We at SolarChargedDriving.Com are not claiming exclusive ownership to this vision. We are simply trying to articulate this vision so that we can help spread it to the rest of the world.

Basically, we are completely dedicated to a world in which green-minded individuals -- and there are hundreds of millions of us, including America’s current president -- can make a substantial and concrete difference on environmental, economic and political and ideological fronts.

The best thing about a vision which sees solar driving EVs forward, and EVs driving solar -- and clean -- energy forward, is that we have an opportunity to actively, concretely and directly contribute to building this vision by doing something comparatively simple: By putting solar panels on our home, parking an EV or PHEV in our driveway and plugging into the sun.

To be sure, the initial upfront costs of going solar and EV and/or PHEV are substantial. But if one steps outside the box of short-term thinking, and looks at the long-term, it’s clear that over time one can indeed save money by investing in solar and EV/PHEV technology and synergizing these technologies for one’s driving purposes.

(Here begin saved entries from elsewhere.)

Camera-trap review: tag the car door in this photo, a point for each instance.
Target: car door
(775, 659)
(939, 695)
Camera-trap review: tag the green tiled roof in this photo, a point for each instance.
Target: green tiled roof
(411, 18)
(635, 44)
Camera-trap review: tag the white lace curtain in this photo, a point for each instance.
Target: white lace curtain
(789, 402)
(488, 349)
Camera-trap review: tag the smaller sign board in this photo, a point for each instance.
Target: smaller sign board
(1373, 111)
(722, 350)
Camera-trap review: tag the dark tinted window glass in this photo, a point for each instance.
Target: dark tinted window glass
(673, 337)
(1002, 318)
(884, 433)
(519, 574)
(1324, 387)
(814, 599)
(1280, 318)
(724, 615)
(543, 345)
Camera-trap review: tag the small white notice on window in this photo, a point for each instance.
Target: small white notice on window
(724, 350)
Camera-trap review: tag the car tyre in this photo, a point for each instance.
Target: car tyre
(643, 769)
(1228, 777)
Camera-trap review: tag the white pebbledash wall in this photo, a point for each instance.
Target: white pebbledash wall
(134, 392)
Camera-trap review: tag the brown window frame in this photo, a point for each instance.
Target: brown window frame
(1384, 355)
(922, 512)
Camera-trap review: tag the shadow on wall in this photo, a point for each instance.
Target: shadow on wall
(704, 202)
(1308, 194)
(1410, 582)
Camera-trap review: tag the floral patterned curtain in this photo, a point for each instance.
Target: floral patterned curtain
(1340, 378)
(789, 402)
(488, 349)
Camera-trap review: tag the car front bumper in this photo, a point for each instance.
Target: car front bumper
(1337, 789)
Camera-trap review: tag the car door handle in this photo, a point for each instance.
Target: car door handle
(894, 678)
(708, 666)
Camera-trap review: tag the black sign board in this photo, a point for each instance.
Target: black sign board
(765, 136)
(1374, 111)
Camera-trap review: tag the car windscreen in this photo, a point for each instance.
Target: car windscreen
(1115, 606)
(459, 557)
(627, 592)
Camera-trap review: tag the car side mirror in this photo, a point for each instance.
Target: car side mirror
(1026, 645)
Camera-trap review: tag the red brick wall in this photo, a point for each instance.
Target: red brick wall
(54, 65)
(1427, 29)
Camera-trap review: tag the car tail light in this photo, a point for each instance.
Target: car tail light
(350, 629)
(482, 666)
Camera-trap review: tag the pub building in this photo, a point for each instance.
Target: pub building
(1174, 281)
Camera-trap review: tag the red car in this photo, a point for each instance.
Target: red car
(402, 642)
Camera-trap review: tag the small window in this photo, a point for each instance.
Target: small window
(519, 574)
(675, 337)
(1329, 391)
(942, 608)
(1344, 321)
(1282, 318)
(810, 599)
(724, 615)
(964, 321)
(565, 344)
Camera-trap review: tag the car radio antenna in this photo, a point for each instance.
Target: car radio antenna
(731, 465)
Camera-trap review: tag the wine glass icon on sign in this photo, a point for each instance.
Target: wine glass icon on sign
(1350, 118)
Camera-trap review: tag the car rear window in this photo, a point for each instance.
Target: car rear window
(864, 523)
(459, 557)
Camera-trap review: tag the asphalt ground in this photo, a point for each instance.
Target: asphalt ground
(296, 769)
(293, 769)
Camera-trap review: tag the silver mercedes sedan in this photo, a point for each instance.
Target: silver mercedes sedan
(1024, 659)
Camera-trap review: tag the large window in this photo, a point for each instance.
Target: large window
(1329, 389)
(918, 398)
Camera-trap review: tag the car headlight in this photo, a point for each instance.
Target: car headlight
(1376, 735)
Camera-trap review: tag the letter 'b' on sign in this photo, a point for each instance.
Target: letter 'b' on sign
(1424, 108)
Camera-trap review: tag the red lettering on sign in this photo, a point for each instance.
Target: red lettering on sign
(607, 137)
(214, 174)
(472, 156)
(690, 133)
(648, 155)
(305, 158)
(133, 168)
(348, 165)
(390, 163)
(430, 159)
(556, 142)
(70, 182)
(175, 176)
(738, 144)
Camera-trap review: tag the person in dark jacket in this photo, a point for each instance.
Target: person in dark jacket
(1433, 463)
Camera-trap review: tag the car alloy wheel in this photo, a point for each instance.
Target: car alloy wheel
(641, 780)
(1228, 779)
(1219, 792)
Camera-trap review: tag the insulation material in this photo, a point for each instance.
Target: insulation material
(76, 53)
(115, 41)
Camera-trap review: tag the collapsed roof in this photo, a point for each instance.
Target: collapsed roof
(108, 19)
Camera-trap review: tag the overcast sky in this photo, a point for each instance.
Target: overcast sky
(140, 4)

OK, so the vision of millions of sun-powered, truly zero emissions vehicles (ZEVs) zipping along America’s -- and the world’s -- highways does hinge on more than individual action. For instance, it rides on the ability and, hopefully, sincere desire of the major automakers -- to produce EVs and PHEVs en masse, even when this quite possibly could mean a big blow to Big Oil, and, if enough people solar-charge their EVs and PHEVs, Dirty Coal as well.

If major car makers pull the plug on EVs and PHEVs, individual action in terms of solar-charged driving will be effectively reduced to the tiny movement it has so far been (this is not to say this movement has not been important -- it has!).

But, given statements by some car industry folks, including GM Product Chief Tom Stephens, who said in July (2009), that he thinks there is “pent-up demand” for EVs, it would seem that car makers see the tremendous appeal of EVs (though, of course, Stephens didn’t mention solar power in the same breath).

This is very good news indeed, and, we hope, a sort of “in-your-face” to the “Drill, Baby, Drill” crowd who, for far too long, has crowed that “it can be done.” Yes it can. Yes it can.

We at SolarChargedDriving.Com -- right now powered by one individual -- are going to do everything possible to make sure EV and PHEV cars can, and do happen, and that as many of them as possible are powered by solar on residential and other rooftops.